El portavoz de la Coalición Puertorriqueña contra la Pena de Muerte, Edgardo Román, afirmó que la reafirmación mayoritaria de repudio al castigo de la pena capital reflejado en la encuesta de El Nuevo Día publicada hoy es una constante palpable en las campañas realizadas por años a través de todo el país para promover la abolición planetaria de ese tipo de condena.

"La encuesta coincide con todo lo que nosotros hemos encontrado a lo largo de nuestra campaña contra la pena de muerte. Esa coincidencia se expresa en que todo el liderato político del país, y me refiero a los presidentes de todos los partidos electorales, se han opesto a la pena capital", sostuvo Román.

Además, según destacó el abogado, el repudio a la pena capital ha sido firme de los líderes religiosos y de los colegios profesionales, entre otras entidades importantes de nuestra sociedad, pero además el apoyo a rechazar las condenas de muerte impuestas por los estados ha sido sumamente palpable en plazas, escuelas y sitios diversos de asamblea donde aquí se expone el tema.

La encuesta de El Nuevo Día reflejó que un 57% de las personas en Puerto Rico está en contra de la pena de muerte. Un 25% de los entrevistados se pronunció categóricamente a favor de ese castigo y 12% dijo apoyarlo, dependiendo del caso. El 1% respondió no estar seguro si respalda o no quitar la vida a una persona declarada culpable de un acto criminal.

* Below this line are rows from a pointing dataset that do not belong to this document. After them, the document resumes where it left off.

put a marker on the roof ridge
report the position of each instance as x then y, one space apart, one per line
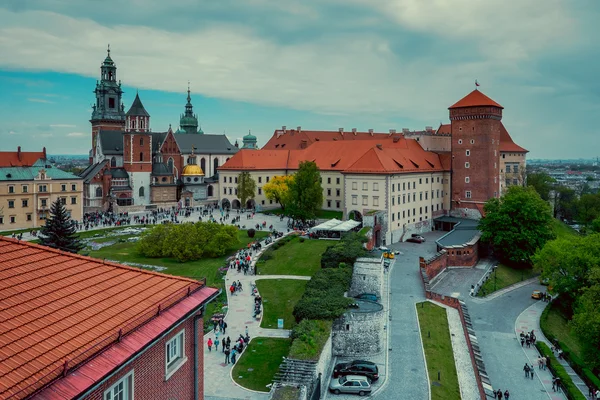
97 260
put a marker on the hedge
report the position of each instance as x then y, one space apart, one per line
571 391
575 362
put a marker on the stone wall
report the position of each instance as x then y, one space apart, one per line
367 277
358 334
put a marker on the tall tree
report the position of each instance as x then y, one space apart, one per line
246 187
59 231
306 193
542 183
278 189
517 224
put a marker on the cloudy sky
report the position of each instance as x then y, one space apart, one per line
319 64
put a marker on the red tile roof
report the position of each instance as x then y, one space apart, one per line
57 307
474 99
295 140
507 144
20 158
386 155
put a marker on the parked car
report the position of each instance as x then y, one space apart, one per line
416 239
357 367
350 384
367 296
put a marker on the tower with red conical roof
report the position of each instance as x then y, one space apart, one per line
476 129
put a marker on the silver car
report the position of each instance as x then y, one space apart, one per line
350 384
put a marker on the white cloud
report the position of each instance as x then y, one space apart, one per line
35 100
331 75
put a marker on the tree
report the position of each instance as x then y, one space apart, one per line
566 263
306 193
59 231
542 183
517 224
278 189
246 187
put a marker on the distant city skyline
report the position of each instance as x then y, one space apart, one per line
321 65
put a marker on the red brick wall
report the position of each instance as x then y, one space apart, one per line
481 124
149 370
132 141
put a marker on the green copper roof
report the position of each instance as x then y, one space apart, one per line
29 173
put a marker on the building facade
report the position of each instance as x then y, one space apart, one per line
133 167
411 176
125 333
29 187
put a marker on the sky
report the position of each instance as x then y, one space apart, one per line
320 64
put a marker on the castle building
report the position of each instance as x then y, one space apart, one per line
134 167
412 177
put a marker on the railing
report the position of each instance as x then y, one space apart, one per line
82 355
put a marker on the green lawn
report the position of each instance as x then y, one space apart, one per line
435 335
505 276
279 298
207 267
260 362
294 258
557 324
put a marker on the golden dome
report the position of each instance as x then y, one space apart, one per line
192 169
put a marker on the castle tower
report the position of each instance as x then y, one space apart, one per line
249 141
137 151
476 127
108 113
188 122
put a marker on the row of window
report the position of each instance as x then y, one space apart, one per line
41 188
43 202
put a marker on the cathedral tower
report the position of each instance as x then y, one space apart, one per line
108 113
476 127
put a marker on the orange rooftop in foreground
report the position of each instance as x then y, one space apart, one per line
77 327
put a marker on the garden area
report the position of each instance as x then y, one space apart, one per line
435 335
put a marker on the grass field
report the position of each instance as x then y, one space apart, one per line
260 362
505 276
294 258
206 267
435 335
279 298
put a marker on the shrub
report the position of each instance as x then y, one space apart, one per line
559 371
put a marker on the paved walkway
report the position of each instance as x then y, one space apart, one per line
528 320
218 383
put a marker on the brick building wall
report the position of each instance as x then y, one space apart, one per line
149 370
476 141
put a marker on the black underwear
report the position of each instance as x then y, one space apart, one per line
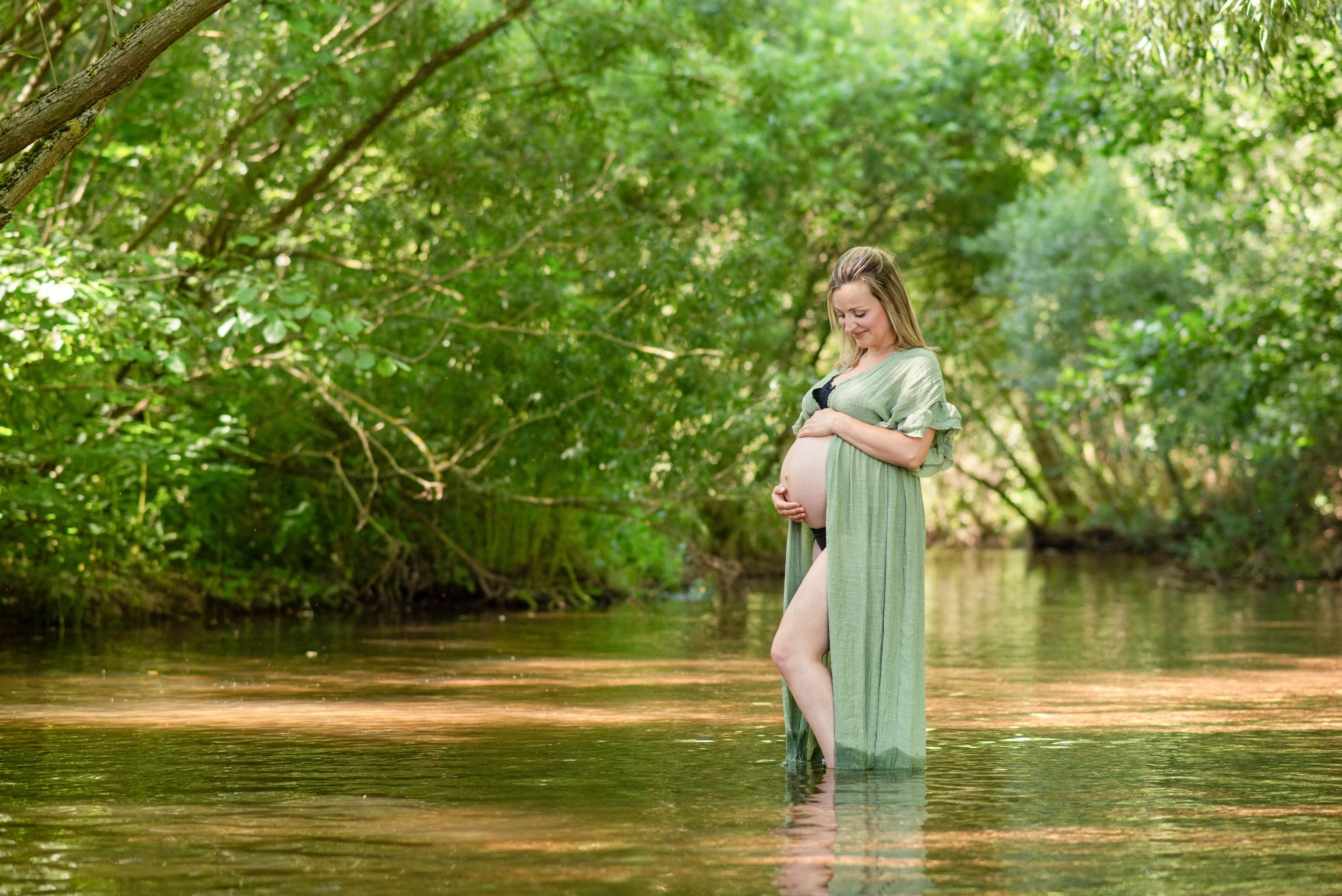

"El sentimiento que hemos palpado con la gente en Puerto Rico es que hay una oposición a la pena de muerte y que los que tienen alguna duda, cuando uno le explica las razones para oponerse, se convencen con bastante facilidad", agegó el licenciado Román.

Las declaraciones del coordinador general de la Coalición Puertorriqueña contra la Pena de Muerte se produjeron después de la presentación del informe anual de Amnistía Internacional (AI) sobre la situación de esas condenas en el mundo.

El reporte, resumido por Pedro Santiago, director ejecutivo de Amnistía Internacional en Puerto Rico, fue descrito como uno de resultados agridulces porque hubo retrocesos, pero también grandes avances para frenar ejecuciones.

"Aunque lamentamos que países como Japón y la India hayan reanudado ejecuciones en 2012 y el número de ejecuciones se haya quedado similar al de 2011, todavía es perceptible la tendencia hacia un mundo sin pena de muerte", sostuvo Santiago.

"La reducción en casi 200 casos en la cantidad de sentencias y en la reducción a solo 58 países que la aplican, es prueba de esto", puntualizó Santiago durante conferencia de prensa conjunta de AI y la Coalición Puertorriqueña contra la Pena de Muerte efectuada en la Universidad del Sagrado Corazón.

Santiago dijo que en 2012, en las Américas solo Estados Unidos impuso la pena de muerte en varios estados. En ese país, no obstante, se redujo el número de nuevas sentencias y no hubo ejecuciones por determinaciones del Tribunal Federal. Además, gracias a la determinación de Maryland, aumento a 18 el número de estados abolicionistas, agregó el activista de AI.

 Santiago agregó como elemento positivo de 2012 en los Estados Unidos que Delaware y Nebraska iniciaran la discusión de proyectos de ley para eliminar la pena de muerte.